If Remove Duplicates Still Does Not Work
Data Has Leading/Trailing Spaces or Different Cases
The TRIM function removes extra spaces but is case-insensitive. For text in different cases like “APPLE” and “apple”, Excel sees them as duplicates by default. If you need case-sensitive deduplication, you must use a formula-based approach or Power Query, as the built-in tool ignores case.
Cells Contain Formulas or External Links
If your cells contain formulas, Remove Duplicates compares the formula text, not the resulting value. Convert formulas to values first. Select the range, copy it with Ctrl+C, then use Paste Special > Values. Also, check for cells that look like text but are actually numbers stored as text, which can be cleaned with the VALUE function.
Advanced Cleaning with Power Query
For complex, recurring data cleaning, use Power Query. Select your data and go to Data > From Table/Range. In the Power Query Editor, use the Transform tab. Choose Format > Trim and Format > Clean. You can then use the Remove Duplicates button within the editor and load the cleaned table back to Excel.

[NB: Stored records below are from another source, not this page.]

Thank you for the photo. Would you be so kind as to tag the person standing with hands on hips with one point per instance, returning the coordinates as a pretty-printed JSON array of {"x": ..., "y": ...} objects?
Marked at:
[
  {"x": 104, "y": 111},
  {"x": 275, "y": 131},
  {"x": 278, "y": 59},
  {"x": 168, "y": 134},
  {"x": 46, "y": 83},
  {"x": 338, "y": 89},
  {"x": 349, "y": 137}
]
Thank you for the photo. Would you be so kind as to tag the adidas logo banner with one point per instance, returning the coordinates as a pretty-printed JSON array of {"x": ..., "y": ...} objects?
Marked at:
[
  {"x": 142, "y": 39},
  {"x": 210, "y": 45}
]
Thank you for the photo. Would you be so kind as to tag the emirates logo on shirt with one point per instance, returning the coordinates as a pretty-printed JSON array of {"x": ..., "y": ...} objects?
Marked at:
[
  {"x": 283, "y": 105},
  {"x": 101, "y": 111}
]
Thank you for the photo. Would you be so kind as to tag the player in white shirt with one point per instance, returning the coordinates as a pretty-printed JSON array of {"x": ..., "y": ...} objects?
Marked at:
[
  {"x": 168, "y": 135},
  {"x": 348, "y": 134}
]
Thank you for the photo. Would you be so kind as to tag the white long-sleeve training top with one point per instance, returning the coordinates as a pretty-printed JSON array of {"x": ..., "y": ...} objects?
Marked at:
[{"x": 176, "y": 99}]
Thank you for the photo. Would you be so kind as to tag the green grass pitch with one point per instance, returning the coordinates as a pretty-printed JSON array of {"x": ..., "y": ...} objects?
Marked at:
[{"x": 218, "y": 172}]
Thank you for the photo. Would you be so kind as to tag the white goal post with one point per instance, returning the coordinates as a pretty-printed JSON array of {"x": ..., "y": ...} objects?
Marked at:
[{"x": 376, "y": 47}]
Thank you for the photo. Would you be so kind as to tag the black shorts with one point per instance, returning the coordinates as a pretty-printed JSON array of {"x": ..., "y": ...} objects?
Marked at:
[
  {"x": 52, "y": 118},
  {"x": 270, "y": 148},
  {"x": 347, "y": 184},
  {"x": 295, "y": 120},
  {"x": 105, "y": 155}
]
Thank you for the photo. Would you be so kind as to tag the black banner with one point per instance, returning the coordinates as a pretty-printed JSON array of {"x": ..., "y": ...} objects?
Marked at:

Manual Cleaning vs. Function vs. Power Query: Key Differences
| Item | Find and Replace (Manual) | CLEAN/TRIM Functions | Power Query |
|---|---|---|---|
| Best for | Targeting one known character like CHAR(160) | Quick, one-time cleanup of common control chars | Repetitive cleaning of large or updated datasets |
| Automation | Manual process, not repeatable | Requires formula copy-paste steps | Fully automated refresh with one click |
| Learning curve | Low, uses familiar dialog | Low, basic Excel formulas | Moderate, new interface to learn |
| Handles case sensitivity | No | No | Yes, with additional steps |
You can now reliably use the Remove Duplicates feature by first cleaning your data of invisible characters. Start with the CLEAN and TRIM functions in a helper column for a standard fix. For persistent non-breaking spaces, use the Find and Replace method with CHAR(160). Remember to use the LEN function to verify your text length before and after cleaning. For ongoing data projects, invest time in learning Power Query to automate the entire cleaning and deduplication process.